Andre, your rationale is broken.
Let's say tomorrow morning block size is 10mb.
I spam it to "full blocks". After all, fees are dirt cheap (even now, 42k txs were processed in the last 24hrs for near zero fees at the 0 to 9 satoshi range -
https://bitcoinfees.21.co ) since there's around 0.7-0.8mb actual demand (or at least pretending to be actual by paying 10+ satoshi) and no practical fee competition for the rest 9.3mb.

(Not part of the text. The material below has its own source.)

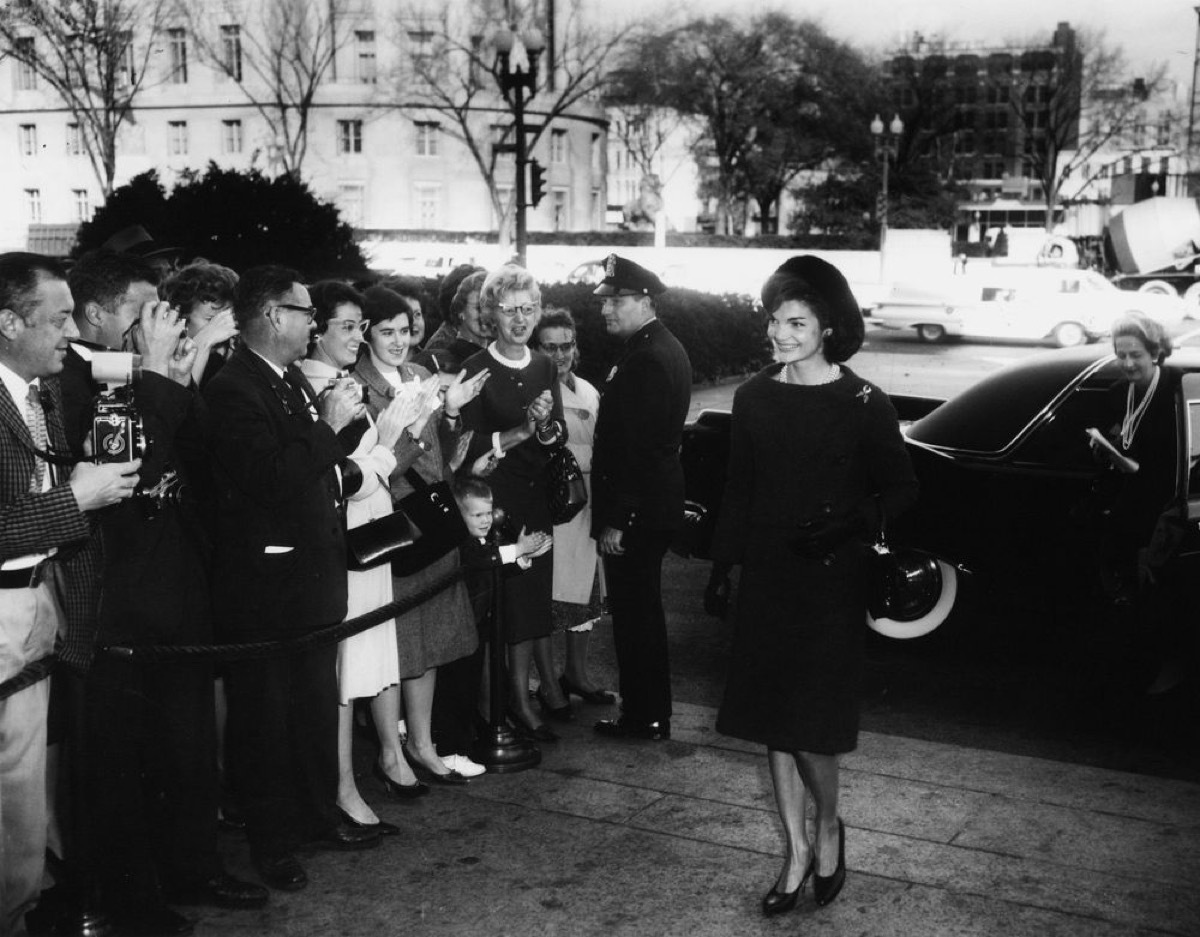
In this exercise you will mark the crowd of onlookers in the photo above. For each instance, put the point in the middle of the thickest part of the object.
(277, 414)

So once I do that, I come and tell you that there is no room for new users because txs are maxed out.
Spot the fallacy.
No, it's your rationale that is broken. Because you assume that low paying txs are spam. But if they are spam, why pay anything? It's like saying the passenger who bough a $10 plane ticket isn't really going anywhere -- he's just spamming the airplane, because his ticket is so cheap (look! 42 of the 250 passengers had a $10 ticket on the last flight!). I disagree with your assumption. I think cheap customers are still real users of the airline. And by selling their seats to others who pay more, you are not flying more passengers. You are not increasing the user base.
You may disagree all you want but the reality of economics is that if you give the service for free or near-zero, it will attract abuse. And you can label that abuse as "use", to make the case for 10mb or 10GB blocks - which even them can be filled by abuse, and then you will be asking for 10 PB blocks: You implement circular logic, using the maxed transactions as evidence for "we can't have new users", forgetting that one can max out
any tx limit if the cost for doing so tends to zero.
Your logic is also provably problematic, because altcoins have actually tried adaptive block sizes where the block just grows with use - and guess what happened.... Abuse happened. It started growing and growing in tx count, and then the blockchain was getting more bloated and more bloated, and guess what was the reaction... Minimum fee was raised. A LOT. So, in the end, while block size was "infinite" to cover any demand, in reality it was just only serving top-paying customers to keep bloat to a minimum and prevent spamming.
If the block has ample size for txs and if fee tends to zero, abuse will tend to max block size - just because some random hacker or script-kiddie wants to do that. You either implement a minimum fee threshold and larger sizes, or you let a block size that is ok for the market demands and allow a level of abuse with free/near-zero fees (like we have right now).